近年、当社が展開するM&AプラスのようなM&A専門のマッチングプラットフォームは、第三者への事業承継や生産性向上の実現を図る手段として、注目されています。このような背景を踏まえ、本稿では、学問的見解からマッチングやM&Aと関連が深い経済学の理論であるマーケットデザインの一部をご紹介し簡単に解説します。

1.マッチング

近年、マッチングのオンラインプラットフォームは様々な領域で浸透しており、企業や個人が利用する機会も増えています。例えば、B to Bであれば、企業間でのビジネスマッチング(発注先と受注先)やB to Cであれば企業側がフリーランスの業務委託者を探す場合にも活用されています。

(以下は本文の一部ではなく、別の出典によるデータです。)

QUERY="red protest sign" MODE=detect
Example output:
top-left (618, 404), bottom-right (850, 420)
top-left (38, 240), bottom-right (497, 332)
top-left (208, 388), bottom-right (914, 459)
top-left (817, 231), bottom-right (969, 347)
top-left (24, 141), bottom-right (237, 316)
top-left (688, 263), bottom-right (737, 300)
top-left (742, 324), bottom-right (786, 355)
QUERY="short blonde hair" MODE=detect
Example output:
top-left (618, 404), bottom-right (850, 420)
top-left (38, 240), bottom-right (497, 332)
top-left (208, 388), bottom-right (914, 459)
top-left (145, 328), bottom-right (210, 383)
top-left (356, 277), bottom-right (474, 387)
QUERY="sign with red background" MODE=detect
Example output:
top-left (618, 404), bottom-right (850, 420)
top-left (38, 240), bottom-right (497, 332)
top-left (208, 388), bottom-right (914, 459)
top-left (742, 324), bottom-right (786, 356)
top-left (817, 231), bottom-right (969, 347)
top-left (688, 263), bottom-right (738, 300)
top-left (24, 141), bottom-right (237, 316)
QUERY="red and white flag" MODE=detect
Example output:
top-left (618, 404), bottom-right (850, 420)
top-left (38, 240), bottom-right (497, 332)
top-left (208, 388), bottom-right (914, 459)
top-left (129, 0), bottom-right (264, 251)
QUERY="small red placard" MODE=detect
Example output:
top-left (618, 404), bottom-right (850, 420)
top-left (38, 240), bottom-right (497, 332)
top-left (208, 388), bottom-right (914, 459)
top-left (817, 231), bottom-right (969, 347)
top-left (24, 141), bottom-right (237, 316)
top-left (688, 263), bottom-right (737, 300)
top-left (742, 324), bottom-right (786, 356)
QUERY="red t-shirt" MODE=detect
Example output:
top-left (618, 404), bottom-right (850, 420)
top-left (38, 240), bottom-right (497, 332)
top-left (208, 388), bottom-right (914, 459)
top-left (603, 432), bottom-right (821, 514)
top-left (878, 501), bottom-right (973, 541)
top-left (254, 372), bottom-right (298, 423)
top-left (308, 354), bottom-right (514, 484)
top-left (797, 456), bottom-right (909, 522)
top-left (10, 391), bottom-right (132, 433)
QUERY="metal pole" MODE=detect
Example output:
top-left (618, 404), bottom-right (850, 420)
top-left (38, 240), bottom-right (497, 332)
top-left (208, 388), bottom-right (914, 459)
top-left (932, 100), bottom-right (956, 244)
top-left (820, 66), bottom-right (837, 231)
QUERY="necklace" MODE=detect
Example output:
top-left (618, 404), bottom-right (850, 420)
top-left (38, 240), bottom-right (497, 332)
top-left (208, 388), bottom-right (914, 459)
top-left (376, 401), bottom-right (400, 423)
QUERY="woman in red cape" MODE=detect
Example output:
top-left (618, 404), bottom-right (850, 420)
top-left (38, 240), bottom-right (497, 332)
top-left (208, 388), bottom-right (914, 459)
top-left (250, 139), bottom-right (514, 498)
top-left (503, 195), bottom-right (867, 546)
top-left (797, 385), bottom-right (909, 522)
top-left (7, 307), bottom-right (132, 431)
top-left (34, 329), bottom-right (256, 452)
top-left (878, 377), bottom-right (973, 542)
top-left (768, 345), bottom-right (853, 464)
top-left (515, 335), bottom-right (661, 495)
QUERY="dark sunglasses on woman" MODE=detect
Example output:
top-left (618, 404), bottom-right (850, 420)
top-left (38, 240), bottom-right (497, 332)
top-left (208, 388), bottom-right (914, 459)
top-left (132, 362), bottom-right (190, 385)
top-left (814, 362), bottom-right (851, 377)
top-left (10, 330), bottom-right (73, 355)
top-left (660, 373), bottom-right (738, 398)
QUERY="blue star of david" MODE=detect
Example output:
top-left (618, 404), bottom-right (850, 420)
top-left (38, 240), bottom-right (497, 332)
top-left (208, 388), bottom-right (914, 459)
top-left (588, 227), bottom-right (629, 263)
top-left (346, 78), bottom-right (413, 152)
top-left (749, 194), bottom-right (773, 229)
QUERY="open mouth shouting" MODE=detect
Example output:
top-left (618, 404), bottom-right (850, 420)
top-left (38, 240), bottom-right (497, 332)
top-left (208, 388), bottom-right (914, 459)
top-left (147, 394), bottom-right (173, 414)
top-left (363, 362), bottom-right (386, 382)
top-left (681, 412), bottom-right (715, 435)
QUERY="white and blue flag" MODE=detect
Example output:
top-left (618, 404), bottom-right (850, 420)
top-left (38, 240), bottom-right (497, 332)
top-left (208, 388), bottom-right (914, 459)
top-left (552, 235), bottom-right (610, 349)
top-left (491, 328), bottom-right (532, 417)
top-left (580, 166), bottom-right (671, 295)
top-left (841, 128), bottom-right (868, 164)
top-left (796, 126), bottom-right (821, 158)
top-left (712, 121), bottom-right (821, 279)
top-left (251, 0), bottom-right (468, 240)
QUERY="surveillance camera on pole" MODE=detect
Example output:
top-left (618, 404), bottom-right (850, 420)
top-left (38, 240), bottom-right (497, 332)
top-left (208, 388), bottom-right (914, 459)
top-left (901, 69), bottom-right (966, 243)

特にM&A業界においては、銀行や証券会社の勤務経験がある営業担当者が、過去の経験に基づいて買い手候補リスト(ロングリスト)を作成し、売り手に対して電話や訪問営業で提案していくことが通常の方法でした。しかし、マッチングのプラットフォームの活用により効率的なM&Aの仲介ビジネスが可能となることで、マッチング数の増加を意味するM&A成約数の増加やコストパフォーマンスの大きな改善も考えられます。特に中小企業にとってのM&Aは、経営者の高齢化に伴う第三者承継を進める手段や生産性向上を図る手段、リスクやコストを抑えた新規事業開発を進める手段として認識されており、事業承継インフラとしてのマッチングプラットフォームの役割はより重要性を増しています※1 。また、AIを用いたマッチングプラットフォームサ-ビスも登場しており、データサイエンスの活用領域としても注目を浴びています※2 。

本章では、このマッチングのメカニズムについて、経済学の分野であるマーケットデザインの観点から説明していきます。マーケットデザインでは、需要と供給が一致する市場の分析に焦点が置かれた従来の経済学と異なり、どのような制度を作れば需要と供給が一致するかといったことをテーマとしています。また補足説明として、2012年には、経済学者であるアルヴィン・ロス教授とロイド・シャプレー教授がこの分野でノーベル経済学賞を共同受賞し、実社会への貢献度が高いことが世界的に認識されています。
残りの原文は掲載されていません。